Lack of family support seems to be the perennial problem.
Having the same myself at the moment.
My husbands children have hardly been near in months but now he has terminal cancer they now want to call the shots as far as visiting goes with no concern for his weakened state and knowing nothing about host mode, I am being accused of preventing them visiting and the reason they havent seen him much is my fault because I didn’t ask them to come.
WHAT ??
They are even saying they will contact his doctor to try to get their own way.
Time they Bloody Well grew up.
 

Claire250

Registered User
Sep 25, 2021
20
0
Oh my goodness @CAL Y, as if things weren't difficult enough you just don't need that sort of pressure. It's a hard, emotional time for everyone but I hope they realise you're best placed to judge what your husband can manage.
 

silkiest

Registered User
Feb 9, 2017
381
0
Hi @Claire250, if you haven't sorted out power of attorney already it would be wise to do it ASAP. You do not need a solicitor but will need someone who knows your mum to agree to sign that she is able to make the decision to do this ( maybe on a good day). All the information is on the government website : https://www.gov.uk/government/publications/make-a-lasting-power-of-attorney
If you feel unsure about filling it in yourself Age Concern were very helpful with my family.
If you are doing all the work you certainly need to be one of the attorneys. You can have actual attorneys and back up ones if someone dies or becomes unable to act on your mums behalf.
 

Claire250

Registered User
Sep 25, 2021
20
0
Hi @Claire250, if you haven't sorted out power of attorney already it would be wise to do it ASAP. You do not need a solicitor but will need someone who knows your mum to agree to sign that she is able to make the decision to do this ( maybe on a good day). All the information is on the
If you feel unsure about filling it in yourself Age Concern were very helpful with my family.
If you are doing all the work you certainly need to be one of the attorneys. You can have actual attorneys and back up ones if someone dies or becomes unable to act
Thanks @silkiest, we are part way through it. I work at a solicitors so a colleague is taking care of it, but when we came to do the signing Mum appeared to change her instructions saying she only wanted me and my eldest sister on the health and welfare form so we had to postpone. We have agreed it will be better for our GP to be the certificate provider as they won't take so long going through the forms. Just waiting for an appointment from the doctor to try again!
 

silkiest

Registered User
Feb 9, 2017
381
0
Hi @Claire250, Gp's don't usually certify POA or passport forms nowadays, certainly not at a routine appointment. I would ring and double check first
 

Claire250

Registered User
Sep 25, 2021
20
0
Thank you, but it's all been arranged and explained in the letter from my solicitor to the doctor. It's not a routine appointment but a home visit that has been organised and a fee paid.
 

Claire250

Registered User
Sep 25, 2021
20
0
I'm at a bit of a loss with the doctors at the moment. I mentioned in my original post that Mum's problems really seemed to start with episodes of hyponatremia. I have had to really insist on regular blood tests to check her sodium levels and the last set of results revealed sodium and potassium have dropped. Her sodium is currently 126. During her last hospital stay the endocrinologist said a level of 125 or above is acceptable for Mum
so currently neither the GP or doctor at the frailty clinic want to do anything other than tell her to not get dehydrated.

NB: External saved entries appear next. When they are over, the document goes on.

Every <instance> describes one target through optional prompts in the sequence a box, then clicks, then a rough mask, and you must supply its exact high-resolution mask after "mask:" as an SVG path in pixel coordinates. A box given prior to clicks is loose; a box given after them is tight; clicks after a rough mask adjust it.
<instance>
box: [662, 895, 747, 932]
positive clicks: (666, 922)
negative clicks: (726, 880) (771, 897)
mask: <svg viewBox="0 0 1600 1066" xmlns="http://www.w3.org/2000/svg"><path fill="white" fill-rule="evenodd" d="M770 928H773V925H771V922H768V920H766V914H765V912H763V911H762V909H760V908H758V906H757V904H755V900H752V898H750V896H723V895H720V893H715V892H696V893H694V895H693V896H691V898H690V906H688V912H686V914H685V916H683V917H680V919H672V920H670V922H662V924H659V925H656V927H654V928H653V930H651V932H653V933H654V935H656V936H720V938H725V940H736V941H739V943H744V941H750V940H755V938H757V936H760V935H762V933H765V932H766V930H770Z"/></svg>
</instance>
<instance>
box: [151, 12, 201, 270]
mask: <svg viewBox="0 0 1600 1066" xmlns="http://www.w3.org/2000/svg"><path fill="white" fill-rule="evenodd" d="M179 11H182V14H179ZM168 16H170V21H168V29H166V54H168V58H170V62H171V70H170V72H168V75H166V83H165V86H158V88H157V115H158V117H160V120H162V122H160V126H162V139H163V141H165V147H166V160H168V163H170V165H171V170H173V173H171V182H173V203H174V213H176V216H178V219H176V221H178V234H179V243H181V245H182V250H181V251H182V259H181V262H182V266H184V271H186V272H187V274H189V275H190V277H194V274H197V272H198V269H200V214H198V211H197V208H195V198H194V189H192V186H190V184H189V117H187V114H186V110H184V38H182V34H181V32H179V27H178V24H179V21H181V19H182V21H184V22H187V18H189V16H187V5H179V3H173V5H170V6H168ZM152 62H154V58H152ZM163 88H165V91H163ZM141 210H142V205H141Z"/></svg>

The frailty clinic doctor said even if her level falls to under 125 they might not treat it because they "treat the person not the number" but I've said her symptoms she exhibited durung the other episodes are all getting worse - mobility issues, confusion, agitation all increasing noticeably in the last few weeks but it just seems to fall on deaf ears.

All the frailty doctor is interested in is getting her to take alendronic acid. He said to me she is not at palliative care stage yet.

This morning she was so confused saying there had been a hurricane last night. Then after breakfast she started crying and calling out to "God" to help her and let her die.

I feel completely cut adrift by the NHS. It's like they don't know what to do with her.